The prehospital NEW score to assess septic shock in-hospital, 30-day and 90-day mortality.

BACKGROUND: The early identification of sepsis presenting a high risk of deterioration is a daily challenge to optimise patient pathway. This is all the most crucial in the prehospital setting to optimize triage and admission into the appropriate unit: emergency department (ED) or intensive care unit (ICU). We report the association between the prehospital National Early Warning Score 2 (NEWS-2) and in-hospital, 30 and 90-day mortality of SS patients cared for in the pre-hospital setting by a mobile ICU (MICU).

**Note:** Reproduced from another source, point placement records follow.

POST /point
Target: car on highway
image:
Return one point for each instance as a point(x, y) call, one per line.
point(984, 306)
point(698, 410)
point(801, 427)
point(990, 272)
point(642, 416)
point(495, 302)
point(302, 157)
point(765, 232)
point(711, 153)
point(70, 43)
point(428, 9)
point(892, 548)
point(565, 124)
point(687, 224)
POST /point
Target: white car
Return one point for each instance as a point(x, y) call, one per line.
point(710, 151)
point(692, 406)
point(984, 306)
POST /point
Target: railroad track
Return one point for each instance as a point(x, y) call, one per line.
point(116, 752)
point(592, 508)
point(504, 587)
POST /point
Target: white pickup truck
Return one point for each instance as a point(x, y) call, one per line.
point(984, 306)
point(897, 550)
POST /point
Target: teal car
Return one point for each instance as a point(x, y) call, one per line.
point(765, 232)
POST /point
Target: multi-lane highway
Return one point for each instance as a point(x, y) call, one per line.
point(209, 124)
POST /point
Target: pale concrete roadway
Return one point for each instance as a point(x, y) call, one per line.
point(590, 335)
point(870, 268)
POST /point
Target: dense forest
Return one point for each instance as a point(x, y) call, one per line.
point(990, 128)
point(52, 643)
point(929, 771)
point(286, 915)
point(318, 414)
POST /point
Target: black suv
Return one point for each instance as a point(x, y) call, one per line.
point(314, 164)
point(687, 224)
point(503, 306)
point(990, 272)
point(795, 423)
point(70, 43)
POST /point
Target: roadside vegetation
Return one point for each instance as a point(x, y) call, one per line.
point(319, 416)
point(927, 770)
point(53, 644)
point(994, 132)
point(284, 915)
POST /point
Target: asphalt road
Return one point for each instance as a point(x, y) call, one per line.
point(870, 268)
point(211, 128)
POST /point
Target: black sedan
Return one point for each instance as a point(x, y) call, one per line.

METHODS: Septic shock (SS) patients cared for by a MICU between 2016, April 6th and 2021 December 31st were included in this retrospective cohort study. The NEWS-2 is based on 6 physiological variables (blood pressure, heart rate, respiratory rate, temperature, oxygen saturation prior oxygen supplementation, and level of consciousness) and ranges from 0 to 20. The Inverse Probability Treatment Weighting (IPTW) propensity method was applied to assess the association with in-hospital, 30 and 90-day mortality. A NEWS-2 ≥ 7 threshold was chosen for increased clinical deterioration risk definition and usefulness in clinical practice based on previous reports. RESULTS: Data from 530 SS patients requiring MICU intervention in the pre-hospital setting were analysed. The mean age was 69 ± 15 years and presumed origin of sepsis was pulmonary (43%), digestive (25%) or urinary (17%) infection. In-hospital mortality rate was 33%, 30 and 90-day mortality were respectively 31% and 35%. A prehospital NEWS-2 ≥ 7 is associated with an increase in-hospital, 30 and 90-day mortality with respective RRa = 2.34 [1.39-3.95], 2.08 [1.33-3.25] and 2.22 [1.38-3.59]. Calibration statistic values for in-hospital mortality, 30-day and 90-day mortality were 0.54; 0.55 and 0.53 respectively. CONCLUSION: A prehospital NEWS-2 ≥ 7 is associated with an increase in in-hospital, 30 and 90-day mortality of septic shock patients cared for by a MICU in the prehospital setting. Prospective studies are needed to confirm the usefulness of NEWS-2 to improve the prehospital triage and orientation to the adequate facility of sepsis.